Iraqis back Iranian protesters' call for change
By Mehdi Lebouachera
BAGHDAD (AFP) — In a bazaar in Baghdad's predominantly Shiite district of Kadhimiyah, one tailor bluntly expresses hope that the turmoil now besetting Iran will lead Iraq's neighbour to stop interfering in his country.
"Iran constantly meddles in our affairs; I hope that change means they will stop intervening," 43-year-old Salah Aziz told AFP.
Like many Iraqi Shiites, Aziz backs the Iranian protesters who have turned out onto the streets in massive demonstrations over the past week to contest the re-election of President Mahmoud Ahmadinejad.
His views mirror the distrust many here have for Tehran, even as the two countries with strong Shiite majorities have strengthened ties in recent years, nearly three decades after the start of a war that left a million dead.
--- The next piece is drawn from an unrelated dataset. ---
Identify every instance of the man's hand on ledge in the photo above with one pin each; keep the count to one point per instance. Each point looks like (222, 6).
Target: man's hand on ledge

Those improved relations, sparked by a number of Iraqi Shiite political leaders who lived in Iranian exile during the dictatorship of Saddam Hussein, have given Tehran greater sway with Baghdad.
"Iranians have reason to protest," Aziz said, sipping coffee with friends during a break from work.
"But I think Ahmadinejad will stay in power. He has the support of (Iranian supreme leader Ayatollah Ali) Khamenei."
Nearby, mobile telephone seller Qais Zahar criticised Iranian political leaders, and particularly Khamenei, for imposing their vision of society on ordinary citizens.
"Religious leaders should not intervene in politics and in people's day-to-day lives," the 27-year-old said.
"I support the protesters. If the regime fell, that would be a good thing for Iran, and for Iraq."